Em “Respira”, a cantora volta o olhar para a própria trajetória, para a origem na favela, para a objetificação de seu corpo, para o preconceito contra o funk e para o tratamento desigual dado às mulheres na indústria. É um momento em que o conceito de equilíbrio deixa o campo abstrato e ganha uma dimensão profissional e autobiográfica.
O resultado não é uma negação da carreira internacional. Sem aqueles anos de expansão, talvez Anitta não tivesse liberdade, repertório ou poder para realizar um projeto desta dimensão. EQUILIBRIVM II soa como o momento em que ela utiliza tudo o que conquistou para deixar de obedecer às regras que a levaram até ali.
Nem todas as faixas têm o mesmo peso
O disco, no entanto, não é perfeito.
Com 17 músicas e uma quantidade enorme de gêneros, símbolos, colaborações e ideias, EQUILIBRIVM II perde força em alguns momentos. Nem todas as composições apresentam a mesma profundidade do conceito que as envolve, e algumas mensagens são mais interessantes no plano das intenções do que em sua realização lírica.

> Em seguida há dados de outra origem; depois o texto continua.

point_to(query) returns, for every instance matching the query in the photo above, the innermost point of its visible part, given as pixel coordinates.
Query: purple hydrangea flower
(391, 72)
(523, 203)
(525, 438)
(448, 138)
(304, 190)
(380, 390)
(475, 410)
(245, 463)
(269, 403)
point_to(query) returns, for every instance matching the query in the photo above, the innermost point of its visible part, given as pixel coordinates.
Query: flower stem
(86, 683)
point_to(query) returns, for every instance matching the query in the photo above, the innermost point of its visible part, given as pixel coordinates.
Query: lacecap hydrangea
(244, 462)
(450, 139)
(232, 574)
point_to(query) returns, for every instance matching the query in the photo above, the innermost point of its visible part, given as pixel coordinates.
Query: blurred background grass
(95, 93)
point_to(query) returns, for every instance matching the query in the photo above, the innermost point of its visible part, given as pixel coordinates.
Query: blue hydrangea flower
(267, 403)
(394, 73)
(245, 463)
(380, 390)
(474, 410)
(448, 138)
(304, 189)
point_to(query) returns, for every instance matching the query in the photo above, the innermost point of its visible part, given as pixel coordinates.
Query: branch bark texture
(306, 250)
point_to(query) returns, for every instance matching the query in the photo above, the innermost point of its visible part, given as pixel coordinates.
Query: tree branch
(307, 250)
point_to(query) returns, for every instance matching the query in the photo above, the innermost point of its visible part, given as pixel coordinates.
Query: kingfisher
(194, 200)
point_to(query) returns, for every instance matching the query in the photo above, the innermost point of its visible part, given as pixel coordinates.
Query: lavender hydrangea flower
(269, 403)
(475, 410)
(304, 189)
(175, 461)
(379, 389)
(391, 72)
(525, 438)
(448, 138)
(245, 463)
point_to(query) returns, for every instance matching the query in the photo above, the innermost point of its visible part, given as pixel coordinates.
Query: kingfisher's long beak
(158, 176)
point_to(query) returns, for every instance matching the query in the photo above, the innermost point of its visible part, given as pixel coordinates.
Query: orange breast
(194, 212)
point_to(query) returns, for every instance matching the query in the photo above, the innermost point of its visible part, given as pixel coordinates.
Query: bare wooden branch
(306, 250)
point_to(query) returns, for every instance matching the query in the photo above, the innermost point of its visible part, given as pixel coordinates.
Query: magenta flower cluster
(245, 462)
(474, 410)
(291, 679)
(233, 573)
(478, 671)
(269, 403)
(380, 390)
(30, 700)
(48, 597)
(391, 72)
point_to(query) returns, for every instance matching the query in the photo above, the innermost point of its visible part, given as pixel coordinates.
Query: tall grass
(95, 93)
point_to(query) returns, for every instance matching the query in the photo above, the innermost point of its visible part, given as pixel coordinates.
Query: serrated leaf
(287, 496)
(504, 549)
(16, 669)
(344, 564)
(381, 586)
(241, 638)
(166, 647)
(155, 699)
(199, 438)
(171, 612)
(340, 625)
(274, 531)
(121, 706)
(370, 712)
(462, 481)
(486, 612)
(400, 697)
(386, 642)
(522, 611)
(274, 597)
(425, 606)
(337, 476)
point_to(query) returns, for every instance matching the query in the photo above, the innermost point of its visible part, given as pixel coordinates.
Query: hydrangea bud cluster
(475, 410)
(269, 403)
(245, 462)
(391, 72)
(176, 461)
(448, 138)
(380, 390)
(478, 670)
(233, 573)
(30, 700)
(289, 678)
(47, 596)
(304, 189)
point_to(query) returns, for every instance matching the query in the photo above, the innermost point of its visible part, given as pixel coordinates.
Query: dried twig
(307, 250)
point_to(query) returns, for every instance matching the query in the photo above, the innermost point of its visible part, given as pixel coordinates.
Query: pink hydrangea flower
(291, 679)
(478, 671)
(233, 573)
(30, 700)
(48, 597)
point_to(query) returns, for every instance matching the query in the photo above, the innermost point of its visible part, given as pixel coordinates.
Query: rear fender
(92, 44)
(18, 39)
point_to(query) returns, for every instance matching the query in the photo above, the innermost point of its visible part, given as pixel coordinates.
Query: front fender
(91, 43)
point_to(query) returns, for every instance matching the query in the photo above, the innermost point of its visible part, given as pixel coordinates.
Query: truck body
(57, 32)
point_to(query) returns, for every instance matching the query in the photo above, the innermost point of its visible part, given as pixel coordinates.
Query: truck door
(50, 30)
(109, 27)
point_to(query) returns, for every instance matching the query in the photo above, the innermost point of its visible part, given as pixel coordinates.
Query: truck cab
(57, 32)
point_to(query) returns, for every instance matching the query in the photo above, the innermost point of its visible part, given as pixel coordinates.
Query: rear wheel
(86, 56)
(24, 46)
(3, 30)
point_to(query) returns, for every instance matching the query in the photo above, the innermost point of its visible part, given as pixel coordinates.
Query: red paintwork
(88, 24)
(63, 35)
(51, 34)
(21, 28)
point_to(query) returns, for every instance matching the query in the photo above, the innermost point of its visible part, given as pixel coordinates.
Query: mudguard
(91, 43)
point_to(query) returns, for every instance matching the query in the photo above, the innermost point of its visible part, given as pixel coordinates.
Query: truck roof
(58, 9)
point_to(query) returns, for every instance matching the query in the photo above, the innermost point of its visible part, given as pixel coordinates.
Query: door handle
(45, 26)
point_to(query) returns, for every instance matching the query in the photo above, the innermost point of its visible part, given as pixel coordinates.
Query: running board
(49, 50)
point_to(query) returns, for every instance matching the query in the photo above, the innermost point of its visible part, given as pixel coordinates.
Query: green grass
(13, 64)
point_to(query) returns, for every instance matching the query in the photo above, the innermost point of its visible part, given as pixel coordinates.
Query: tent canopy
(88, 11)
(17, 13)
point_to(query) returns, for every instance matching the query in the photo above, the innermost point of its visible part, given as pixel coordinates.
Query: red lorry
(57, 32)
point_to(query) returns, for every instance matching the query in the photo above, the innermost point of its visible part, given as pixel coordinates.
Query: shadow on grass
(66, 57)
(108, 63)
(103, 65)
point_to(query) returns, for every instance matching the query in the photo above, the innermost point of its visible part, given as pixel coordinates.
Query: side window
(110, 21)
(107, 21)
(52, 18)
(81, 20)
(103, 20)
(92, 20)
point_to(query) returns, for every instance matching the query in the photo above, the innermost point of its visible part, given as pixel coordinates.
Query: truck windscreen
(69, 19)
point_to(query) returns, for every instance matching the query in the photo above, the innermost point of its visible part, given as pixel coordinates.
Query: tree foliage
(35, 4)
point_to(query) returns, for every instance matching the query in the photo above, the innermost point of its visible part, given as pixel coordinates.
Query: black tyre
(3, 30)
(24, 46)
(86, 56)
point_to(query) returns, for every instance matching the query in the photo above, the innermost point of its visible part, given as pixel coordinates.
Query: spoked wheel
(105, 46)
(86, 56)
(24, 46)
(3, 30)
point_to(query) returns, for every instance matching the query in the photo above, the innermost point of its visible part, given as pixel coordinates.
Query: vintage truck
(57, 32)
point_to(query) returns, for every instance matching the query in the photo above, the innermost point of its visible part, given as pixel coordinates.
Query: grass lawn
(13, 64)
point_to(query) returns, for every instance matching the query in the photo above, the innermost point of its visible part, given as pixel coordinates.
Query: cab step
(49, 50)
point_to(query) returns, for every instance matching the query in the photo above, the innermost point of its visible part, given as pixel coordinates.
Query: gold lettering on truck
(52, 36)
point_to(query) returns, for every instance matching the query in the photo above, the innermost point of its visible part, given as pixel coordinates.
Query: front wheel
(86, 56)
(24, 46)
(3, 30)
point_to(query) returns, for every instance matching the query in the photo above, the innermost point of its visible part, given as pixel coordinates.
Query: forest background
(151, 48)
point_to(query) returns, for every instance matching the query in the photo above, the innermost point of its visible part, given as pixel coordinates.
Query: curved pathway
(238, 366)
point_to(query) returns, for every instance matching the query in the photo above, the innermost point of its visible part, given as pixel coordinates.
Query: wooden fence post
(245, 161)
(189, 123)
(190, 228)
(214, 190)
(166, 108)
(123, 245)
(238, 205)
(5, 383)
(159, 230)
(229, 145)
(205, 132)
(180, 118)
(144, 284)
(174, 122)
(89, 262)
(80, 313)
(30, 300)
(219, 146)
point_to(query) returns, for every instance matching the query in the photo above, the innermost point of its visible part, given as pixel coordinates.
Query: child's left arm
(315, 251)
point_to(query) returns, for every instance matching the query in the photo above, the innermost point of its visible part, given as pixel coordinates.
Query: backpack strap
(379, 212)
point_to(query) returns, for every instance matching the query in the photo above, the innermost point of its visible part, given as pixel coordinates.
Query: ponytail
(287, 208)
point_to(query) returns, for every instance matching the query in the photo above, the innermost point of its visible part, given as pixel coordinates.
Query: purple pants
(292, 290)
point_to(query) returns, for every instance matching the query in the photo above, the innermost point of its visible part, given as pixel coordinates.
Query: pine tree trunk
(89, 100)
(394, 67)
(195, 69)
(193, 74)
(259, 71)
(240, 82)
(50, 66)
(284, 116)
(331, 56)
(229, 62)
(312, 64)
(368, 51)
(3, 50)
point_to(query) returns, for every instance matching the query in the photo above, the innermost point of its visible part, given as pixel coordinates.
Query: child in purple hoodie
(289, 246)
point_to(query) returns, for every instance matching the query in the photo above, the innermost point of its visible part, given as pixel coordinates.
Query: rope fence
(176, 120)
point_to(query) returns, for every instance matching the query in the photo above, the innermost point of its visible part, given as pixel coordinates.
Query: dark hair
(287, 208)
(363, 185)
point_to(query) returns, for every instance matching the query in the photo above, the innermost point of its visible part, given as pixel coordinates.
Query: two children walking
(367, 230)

Há também o risco de que a abundância de referências dilua a presença da própria Anitta. Em determinados encontros, a força simbólica dos convidados e dos elementos culturais mobilizados pode parecer maior do que a canção que os reúne.
O curta-metragem que acompanha o lançamento amplia o universo do álbum e ajuda a organizar sua narrativa espiritual e visual. Ainda assim, um disco precisa sobreviver para além das explicações, dos depoimentos e das imagens. Em seus melhores momentos, EQUILIBRIVM II consegue. Em outros, a grandiosidade do projeto parece ligeiramente maior do que a música.
Essas irregularidades impedem que o álbum seja tratado como uma obra irretocável, mas não anulam sua importância.
Anitta joga o próprio jogo
Durante anos, Anitta conquistou o mundo aprendendo a jogar o jogo da indústria. Em EQUILIBRIVM II, ela finalmente parece interessada em jogar o próprio jogo.
É um trabalho ambicioso, pessoal e artisticamente livre. Um disco que não busca apagar as contradições da cantora, mas colocá-las lado a lado: o sagrado e o profano, o popular e o sofisticado, a favela e o mercado global, a fé e a sensualidade, o funk e a MPB.
A principal conquista não está em provar que Anitta também pode cantar samba, bossa nova ou forró. Está em mostrar que tudo isso pode fazer parte de sua música sem que ela precise abandonar aquilo que sempre foi.
EQUILIBRIVM II não é perfeito. Com 17 faixas, perde fôlego em alguns trechos, e nem todas as letras alcançam a profundidade de seu conceito. Ainda assim, é um dos trabalhos mais pessoais, coerentes e livres de Anitta.
Pela primeira vez em muito tempo, ela não parece tentando entrar em algum mercado. Parece criando um lugar para si.